L’entreprise profite du système colonial français pour s'enrichir aux dépens du
prolétariat indigène. En 1930, la plus grande des plantations appartenant à
Michelin est le site d'un soulèvement d'ouvriers dirigé par Tran Tu Binh.
André
Michelin s’intéresse également à l’aviation. Après tout, un avion aussi a des
roues. Il offre 100.000 francs (400.000 euros) pour le premier aviateur qui
reliera Paris à Clermont-Ferrand en se posant sur le Puy de Dôme. Durant la
Grande guerre, les usines Michelin fabriquent des avions pour l’armée
française.
Les
frères Michelin font œuvre de paternalisme. Toutes les infrastructures de la
vie quotidienne des 18.000 ouvriers sont prises en charge par l’entreprise. En
échange, ceux-ci doivent travailler et être fidèles à l’entreprise. Pas
question de contestations sociales. Il n’existe pas de syndicats dans l’usine
avant les Accords de Matignon de 1936. La cité ouvrière de la Plaine fondée en
1924 comprend des logements de bonne qualité, des écoles, une maternité, une
piscine, des installations sportives. Marcel Michelin, fils d’André, gère
l’ASM, l’Association Sportive Michelin, qui deviendra l’Association Sportive
Montferrandaise pour se conforter au règlement national interdisant les marques
dans les noms de club. L’ASM compte encore aujourd’hui parmi l’élite du rugby
français.
L’héritage des
frères Michelin
André
décède en 1931 à l’âge de 78 ans. Édouard appelle son fils Pierre pour le
seconder. Ce dernier décède en 1937 dans un accident de la route. Édouard rend
l’âme à son tour en 1940 au moment où les Allemands réquisitionnent les usines.
Les Alliés les bombardent en 1945. La même année, Marcel Michelin décède à
Buchenwald suite à son arrestation pour fait de résistance.
Après
la guerre, Michelin se relance grâce à deux produits majeurs. Le premier est le
pneu radial qui dure plus longtemps et diminue la consommation de carburant.
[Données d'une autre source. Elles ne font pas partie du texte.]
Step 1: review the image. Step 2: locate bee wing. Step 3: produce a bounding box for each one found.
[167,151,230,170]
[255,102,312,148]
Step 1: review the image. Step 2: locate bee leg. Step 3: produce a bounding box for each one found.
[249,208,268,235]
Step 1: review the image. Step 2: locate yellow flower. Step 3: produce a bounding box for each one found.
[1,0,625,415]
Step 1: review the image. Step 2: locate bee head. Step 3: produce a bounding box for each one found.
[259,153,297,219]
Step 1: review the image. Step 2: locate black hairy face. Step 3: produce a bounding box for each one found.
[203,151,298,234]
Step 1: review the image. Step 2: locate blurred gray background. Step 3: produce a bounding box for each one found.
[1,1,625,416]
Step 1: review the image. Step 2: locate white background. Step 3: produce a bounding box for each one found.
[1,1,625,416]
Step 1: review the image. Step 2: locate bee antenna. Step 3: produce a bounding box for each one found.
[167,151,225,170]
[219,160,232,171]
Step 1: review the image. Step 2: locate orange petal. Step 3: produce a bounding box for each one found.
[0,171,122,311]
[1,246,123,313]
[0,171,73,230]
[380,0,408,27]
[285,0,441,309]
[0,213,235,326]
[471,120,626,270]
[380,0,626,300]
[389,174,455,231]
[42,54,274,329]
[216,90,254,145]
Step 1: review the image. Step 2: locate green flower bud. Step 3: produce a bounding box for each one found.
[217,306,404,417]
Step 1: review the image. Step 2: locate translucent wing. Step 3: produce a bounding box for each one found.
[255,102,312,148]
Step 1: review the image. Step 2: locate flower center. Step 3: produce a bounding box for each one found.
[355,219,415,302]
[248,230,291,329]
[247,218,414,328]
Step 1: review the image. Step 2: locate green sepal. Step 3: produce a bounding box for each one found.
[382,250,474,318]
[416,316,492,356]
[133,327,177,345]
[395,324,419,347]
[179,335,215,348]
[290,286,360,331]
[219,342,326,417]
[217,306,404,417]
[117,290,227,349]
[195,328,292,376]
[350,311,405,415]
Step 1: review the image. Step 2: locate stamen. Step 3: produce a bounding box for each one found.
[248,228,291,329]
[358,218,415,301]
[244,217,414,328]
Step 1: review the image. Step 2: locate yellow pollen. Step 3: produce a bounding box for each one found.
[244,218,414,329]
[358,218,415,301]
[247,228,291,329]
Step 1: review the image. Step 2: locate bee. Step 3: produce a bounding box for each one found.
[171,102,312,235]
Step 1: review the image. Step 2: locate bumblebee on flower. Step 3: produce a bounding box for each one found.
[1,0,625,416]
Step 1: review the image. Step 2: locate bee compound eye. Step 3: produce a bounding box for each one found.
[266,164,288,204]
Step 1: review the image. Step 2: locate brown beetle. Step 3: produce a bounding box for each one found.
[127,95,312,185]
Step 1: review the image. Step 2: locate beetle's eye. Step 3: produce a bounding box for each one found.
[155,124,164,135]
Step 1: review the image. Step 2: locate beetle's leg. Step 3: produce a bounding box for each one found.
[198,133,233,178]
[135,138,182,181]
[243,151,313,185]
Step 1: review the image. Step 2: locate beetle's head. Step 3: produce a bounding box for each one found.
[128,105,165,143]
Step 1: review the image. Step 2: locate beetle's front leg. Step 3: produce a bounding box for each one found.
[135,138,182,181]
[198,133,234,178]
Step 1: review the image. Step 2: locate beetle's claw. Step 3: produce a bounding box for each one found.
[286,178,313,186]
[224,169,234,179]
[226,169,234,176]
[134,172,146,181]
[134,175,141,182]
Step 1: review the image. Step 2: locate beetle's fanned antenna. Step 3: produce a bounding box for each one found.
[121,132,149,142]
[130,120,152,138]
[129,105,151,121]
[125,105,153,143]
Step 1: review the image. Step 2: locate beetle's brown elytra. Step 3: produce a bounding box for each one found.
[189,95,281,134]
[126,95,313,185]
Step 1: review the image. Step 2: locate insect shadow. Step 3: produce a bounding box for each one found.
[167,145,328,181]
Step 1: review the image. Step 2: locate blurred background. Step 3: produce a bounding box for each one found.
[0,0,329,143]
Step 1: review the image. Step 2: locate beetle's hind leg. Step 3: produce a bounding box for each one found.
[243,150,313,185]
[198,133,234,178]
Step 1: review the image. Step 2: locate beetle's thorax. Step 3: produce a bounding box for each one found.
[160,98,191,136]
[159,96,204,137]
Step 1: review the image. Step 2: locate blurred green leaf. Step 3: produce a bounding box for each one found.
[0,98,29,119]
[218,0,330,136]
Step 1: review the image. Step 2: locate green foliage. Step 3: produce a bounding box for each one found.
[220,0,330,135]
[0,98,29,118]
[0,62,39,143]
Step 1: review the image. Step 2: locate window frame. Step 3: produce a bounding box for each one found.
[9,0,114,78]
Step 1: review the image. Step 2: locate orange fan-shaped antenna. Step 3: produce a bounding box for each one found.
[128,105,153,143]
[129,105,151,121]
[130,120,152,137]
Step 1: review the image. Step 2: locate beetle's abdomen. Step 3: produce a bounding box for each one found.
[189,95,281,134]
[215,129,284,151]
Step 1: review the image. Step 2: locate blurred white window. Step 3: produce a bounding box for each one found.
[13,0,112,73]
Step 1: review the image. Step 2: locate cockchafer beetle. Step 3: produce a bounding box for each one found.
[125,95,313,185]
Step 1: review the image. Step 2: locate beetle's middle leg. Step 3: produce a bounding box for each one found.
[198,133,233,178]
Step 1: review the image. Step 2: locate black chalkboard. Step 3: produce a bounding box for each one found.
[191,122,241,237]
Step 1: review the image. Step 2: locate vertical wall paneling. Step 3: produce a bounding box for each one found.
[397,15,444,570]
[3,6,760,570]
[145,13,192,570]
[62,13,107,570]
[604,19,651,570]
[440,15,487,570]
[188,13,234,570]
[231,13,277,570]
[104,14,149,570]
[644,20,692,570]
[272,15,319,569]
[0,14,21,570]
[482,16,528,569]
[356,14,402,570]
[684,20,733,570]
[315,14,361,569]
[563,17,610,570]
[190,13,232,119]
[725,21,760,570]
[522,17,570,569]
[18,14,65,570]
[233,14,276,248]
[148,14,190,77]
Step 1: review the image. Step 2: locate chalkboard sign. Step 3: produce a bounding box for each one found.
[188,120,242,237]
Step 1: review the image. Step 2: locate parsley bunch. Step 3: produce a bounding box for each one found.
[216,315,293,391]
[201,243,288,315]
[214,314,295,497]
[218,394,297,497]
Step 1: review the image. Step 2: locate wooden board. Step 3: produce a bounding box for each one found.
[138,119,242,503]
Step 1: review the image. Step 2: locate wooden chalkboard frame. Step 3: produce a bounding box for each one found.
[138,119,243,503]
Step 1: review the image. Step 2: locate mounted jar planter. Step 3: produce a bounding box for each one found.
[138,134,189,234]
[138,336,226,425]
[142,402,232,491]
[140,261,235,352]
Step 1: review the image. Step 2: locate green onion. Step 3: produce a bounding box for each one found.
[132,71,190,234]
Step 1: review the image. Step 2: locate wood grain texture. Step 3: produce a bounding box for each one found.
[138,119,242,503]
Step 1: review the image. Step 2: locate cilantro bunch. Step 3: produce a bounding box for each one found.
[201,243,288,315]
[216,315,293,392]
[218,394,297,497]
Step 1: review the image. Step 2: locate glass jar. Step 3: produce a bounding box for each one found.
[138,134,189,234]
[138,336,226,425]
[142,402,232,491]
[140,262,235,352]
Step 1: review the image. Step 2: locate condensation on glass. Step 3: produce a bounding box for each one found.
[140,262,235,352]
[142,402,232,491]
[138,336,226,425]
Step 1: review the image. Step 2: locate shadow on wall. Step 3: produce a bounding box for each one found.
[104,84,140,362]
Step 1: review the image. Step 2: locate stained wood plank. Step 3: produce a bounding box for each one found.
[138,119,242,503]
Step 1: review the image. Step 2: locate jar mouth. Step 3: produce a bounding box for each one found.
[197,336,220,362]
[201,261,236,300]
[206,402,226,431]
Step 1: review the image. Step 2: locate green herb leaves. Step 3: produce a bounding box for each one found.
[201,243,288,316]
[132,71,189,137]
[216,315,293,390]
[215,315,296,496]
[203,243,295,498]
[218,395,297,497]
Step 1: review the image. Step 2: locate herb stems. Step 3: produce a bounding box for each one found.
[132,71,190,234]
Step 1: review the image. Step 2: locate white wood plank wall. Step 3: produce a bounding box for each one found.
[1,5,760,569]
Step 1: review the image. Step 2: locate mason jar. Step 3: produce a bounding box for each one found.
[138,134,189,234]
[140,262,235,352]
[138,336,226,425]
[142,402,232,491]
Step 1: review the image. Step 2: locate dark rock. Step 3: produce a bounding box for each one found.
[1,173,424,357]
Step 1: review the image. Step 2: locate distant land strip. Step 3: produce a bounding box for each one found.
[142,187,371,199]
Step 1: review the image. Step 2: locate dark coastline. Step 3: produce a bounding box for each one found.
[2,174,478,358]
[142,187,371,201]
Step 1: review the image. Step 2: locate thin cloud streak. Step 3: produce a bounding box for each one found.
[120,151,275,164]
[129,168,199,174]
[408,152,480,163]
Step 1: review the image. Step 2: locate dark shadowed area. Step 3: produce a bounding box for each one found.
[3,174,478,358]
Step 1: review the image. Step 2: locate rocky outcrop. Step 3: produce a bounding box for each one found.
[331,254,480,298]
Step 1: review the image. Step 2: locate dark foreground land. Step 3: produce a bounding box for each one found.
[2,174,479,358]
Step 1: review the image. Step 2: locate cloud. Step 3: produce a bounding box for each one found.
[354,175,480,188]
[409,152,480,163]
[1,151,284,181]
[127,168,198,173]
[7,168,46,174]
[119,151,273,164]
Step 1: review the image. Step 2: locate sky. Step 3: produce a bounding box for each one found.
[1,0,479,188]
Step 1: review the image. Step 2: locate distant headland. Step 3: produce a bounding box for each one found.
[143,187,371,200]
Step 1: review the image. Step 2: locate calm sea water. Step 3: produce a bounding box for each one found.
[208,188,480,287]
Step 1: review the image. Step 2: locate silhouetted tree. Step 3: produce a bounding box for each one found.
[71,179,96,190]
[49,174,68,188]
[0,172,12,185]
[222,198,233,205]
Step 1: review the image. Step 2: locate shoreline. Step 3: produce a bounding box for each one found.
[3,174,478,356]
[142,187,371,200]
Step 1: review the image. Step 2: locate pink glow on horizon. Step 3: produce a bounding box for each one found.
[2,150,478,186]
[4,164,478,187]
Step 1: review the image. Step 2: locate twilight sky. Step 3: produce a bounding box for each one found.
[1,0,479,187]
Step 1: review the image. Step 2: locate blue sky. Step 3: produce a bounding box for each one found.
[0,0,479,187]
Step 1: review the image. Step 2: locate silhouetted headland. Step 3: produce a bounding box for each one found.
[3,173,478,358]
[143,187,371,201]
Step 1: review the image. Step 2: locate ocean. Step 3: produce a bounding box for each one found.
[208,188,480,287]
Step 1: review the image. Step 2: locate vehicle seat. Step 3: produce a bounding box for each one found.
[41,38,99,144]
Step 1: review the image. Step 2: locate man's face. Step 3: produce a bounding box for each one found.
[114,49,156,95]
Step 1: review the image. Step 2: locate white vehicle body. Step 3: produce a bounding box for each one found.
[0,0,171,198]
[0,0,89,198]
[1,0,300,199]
Le
second est la célébrissime 2CV de Citroën, dont Michelin est actionnaire
majoritaire depuis 1934. En 1955, le petit-fils d’Édouard, François Michelin
reprend les rênes de l’usine. Avant cela, il a suivi des études de
mathématiques, puis a travaillé pendant deux ans en production et dans les
services commerciaux et recherche pour apprendre le métier. Il fera de Michelin
le premier producteur mondial de pneumatiques durant les années 1960 et 1970.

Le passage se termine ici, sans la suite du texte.